Make the chocolate date cookies (make while the frosting is chilling)
- Line a baking sheet with parchment paper. Pre-heat the oven to 350º.
- Pour ½ cup of hot water over the chopped dates and press to be sure all the dates are submerged. Let them sit for 10-15 minutes. DO NOT DRAIN.
- Then, use an immersion blender to purée the dates with the water. Keep blending until it becomes as smooth as you can.
- Transfer the date purée to a mixing bowl and add the coconut oil, flour, baking powder, cacao powder and salt. Combine the batter using a wooden spoon or a spatula. You will have to crush the coconut oil so it incorporates well within the mixture and avoid overmixing. You should end up with a large ball of dough.
- Transfer the dough over a large piece of parchment paper placed on the counter and lay a second parchment paper over. Use a rolling pin to press and roll the dough to about a ¼ inch thick layer (NOT TOO THIN!).
- Then, use a small cookie cutter (or the bottom of a small glass) to create about 26-30 circles. You might need to gather the scraps and roll again.
- Carefully transfer the circles over the prepared baking and bake in the oven for 11-12 minutes. The cookies are dark, so be sure not to overcook them or burn them, they can turn chewy or even too hard easily if overcooked. Once done cooking, let the cookies completely cool down before frosting.

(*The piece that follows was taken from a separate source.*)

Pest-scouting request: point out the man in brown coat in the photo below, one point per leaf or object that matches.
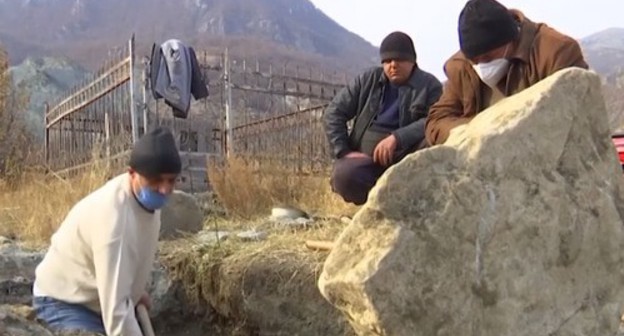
(502, 53)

- Once the cookies are cooled down, divide the frosting over half of the cookies ideally using a piping bag (or simply a spoon, but be gentle not to break the cookies) and then add a second cookie over. Gently press the cookies over each other. Enjoy!
- Store the cookies in an air-tight container in the fridge for 3-4 days.

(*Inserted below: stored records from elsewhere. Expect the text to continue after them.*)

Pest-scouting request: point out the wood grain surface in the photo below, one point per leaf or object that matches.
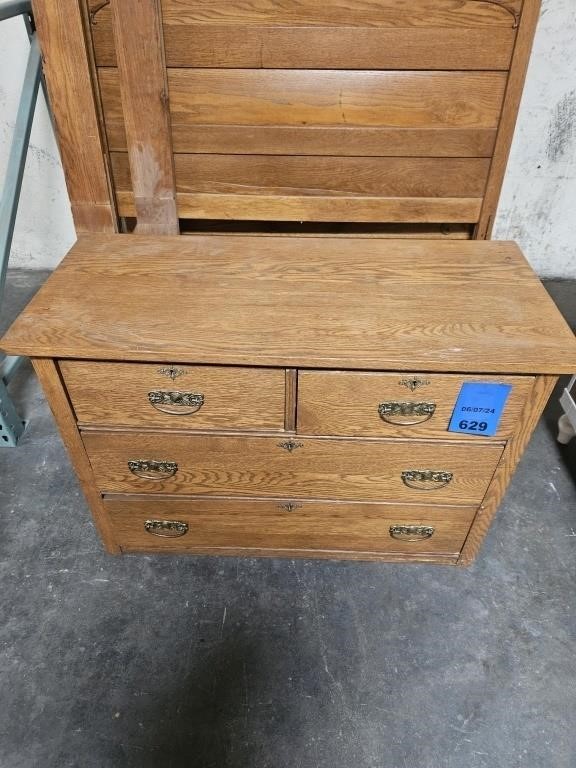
(471, 100)
(310, 176)
(117, 394)
(49, 378)
(374, 304)
(318, 468)
(144, 88)
(302, 188)
(286, 524)
(74, 104)
(321, 208)
(326, 46)
(344, 403)
(355, 141)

- I recommend to start by making the frosting. There is an hour wait for the mixture to chill before whipping, which should give you plenty of time to shape and bake the cookies.
- Be careful not to roll the dough too thin! Cookies that are too thin tend to overcook and they turn chewy after baked.
- Feel free to shape the cookies as you wish as they don't spread while baking. Use this recipe to make Holiday cookies!